伊勢谷友介(いせや・ゆうすけ)1976年東京都生まれ。東京芸術大院修了。ドラマ「花燃ゆ」、映画「ブラインドネス」「あしたのジョー」などに出演。映画監督作品に「セイジ―陸の魚―」など。地球環境に配慮した生活スタイルの提案を掲げて無農薬農産物や再生素材衣類のプロデュースなどに取り組む会社「リバースプロジェクト」を2009年に立ち上げ、代表を務める。
伊勢谷友介(いせや・ゆうすけ)1976年東京都生まれ。東京芸術大院修了。ドラマ「花燃ゆ」、映画「ブラインドネス」「あしたのジョー」などに出演。映画監督作品に「セイジ―陸の魚―」など。地球環境に配慮した生活スタイルの提案を掲げて無農薬農産物や再生素材衣類のプロデュースなどに取り組む会社「リバースプロジェクト」を2009年に立ち上げ、代表を務める。

取材を終えて

 夢を追う、お金を稼ぐ、安定や安心を手に入れる、向上心を持つ、楽しむ……。どれも「幸せに働く」ために必要なことですが、伊勢谷さんが強調したのは「志」を持つこと、でした。
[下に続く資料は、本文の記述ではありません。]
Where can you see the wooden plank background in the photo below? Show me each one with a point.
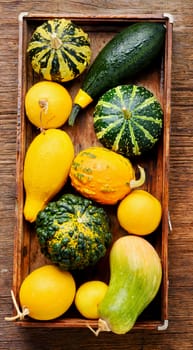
(179, 334)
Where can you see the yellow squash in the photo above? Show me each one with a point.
(103, 175)
(46, 168)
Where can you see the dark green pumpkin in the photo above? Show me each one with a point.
(128, 120)
(73, 232)
(59, 50)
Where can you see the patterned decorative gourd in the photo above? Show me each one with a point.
(59, 50)
(103, 175)
(128, 120)
(73, 232)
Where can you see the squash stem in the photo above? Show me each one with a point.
(127, 114)
(139, 182)
(75, 110)
(20, 315)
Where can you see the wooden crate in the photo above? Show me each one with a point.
(157, 78)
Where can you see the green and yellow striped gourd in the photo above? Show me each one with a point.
(59, 50)
(128, 120)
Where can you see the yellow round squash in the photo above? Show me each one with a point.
(103, 175)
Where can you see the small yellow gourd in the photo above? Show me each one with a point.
(46, 168)
(103, 175)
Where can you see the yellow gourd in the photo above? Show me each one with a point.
(46, 168)
(103, 175)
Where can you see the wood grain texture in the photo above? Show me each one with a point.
(179, 333)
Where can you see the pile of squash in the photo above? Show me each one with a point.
(128, 122)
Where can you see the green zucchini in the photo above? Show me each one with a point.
(135, 278)
(128, 120)
(124, 56)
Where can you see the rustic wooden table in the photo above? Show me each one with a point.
(179, 333)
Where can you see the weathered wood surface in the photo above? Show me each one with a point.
(179, 333)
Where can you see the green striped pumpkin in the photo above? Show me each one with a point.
(59, 50)
(128, 120)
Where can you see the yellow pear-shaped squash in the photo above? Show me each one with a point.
(46, 168)
(103, 175)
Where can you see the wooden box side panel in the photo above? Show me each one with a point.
(27, 255)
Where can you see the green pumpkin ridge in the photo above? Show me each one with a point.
(128, 119)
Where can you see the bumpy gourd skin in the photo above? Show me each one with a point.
(73, 232)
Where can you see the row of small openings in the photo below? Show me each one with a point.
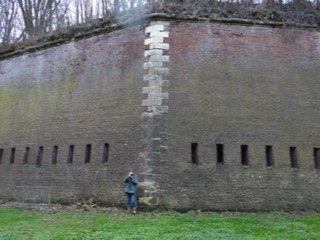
(244, 154)
(54, 158)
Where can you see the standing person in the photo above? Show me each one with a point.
(130, 189)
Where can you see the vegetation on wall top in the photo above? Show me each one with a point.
(27, 25)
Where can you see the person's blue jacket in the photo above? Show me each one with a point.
(131, 183)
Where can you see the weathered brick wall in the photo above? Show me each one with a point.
(152, 94)
(83, 92)
(241, 85)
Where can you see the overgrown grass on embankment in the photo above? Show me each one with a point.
(22, 225)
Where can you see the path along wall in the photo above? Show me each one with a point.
(211, 116)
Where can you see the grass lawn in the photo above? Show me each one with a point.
(17, 224)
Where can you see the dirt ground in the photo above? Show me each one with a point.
(58, 208)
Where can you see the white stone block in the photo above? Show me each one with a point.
(159, 34)
(152, 52)
(152, 102)
(152, 77)
(159, 95)
(154, 28)
(147, 65)
(164, 46)
(164, 71)
(153, 40)
(165, 23)
(159, 58)
(152, 89)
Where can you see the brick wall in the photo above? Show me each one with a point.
(242, 85)
(80, 93)
(208, 114)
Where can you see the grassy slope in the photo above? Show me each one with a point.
(23, 225)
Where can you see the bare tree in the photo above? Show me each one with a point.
(8, 17)
(38, 15)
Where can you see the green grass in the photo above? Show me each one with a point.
(30, 225)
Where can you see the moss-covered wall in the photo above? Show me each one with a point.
(242, 85)
(83, 92)
(228, 84)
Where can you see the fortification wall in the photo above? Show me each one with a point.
(238, 94)
(210, 115)
(85, 94)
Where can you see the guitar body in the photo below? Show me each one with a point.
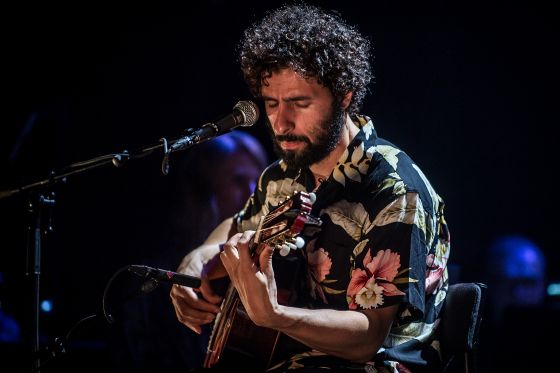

 雇用の劣化や将来が不透明な今の社会に、戸惑い立ちすくんでいる投稿が少なくない中、前向きに歩いていこうという決意を綴った文章には、いずれも「志」の芽が読み取れたように思います。

 大人たちはこれに応えて、若者が希望を持って巣立てるような社会を作らないといけないと感じました。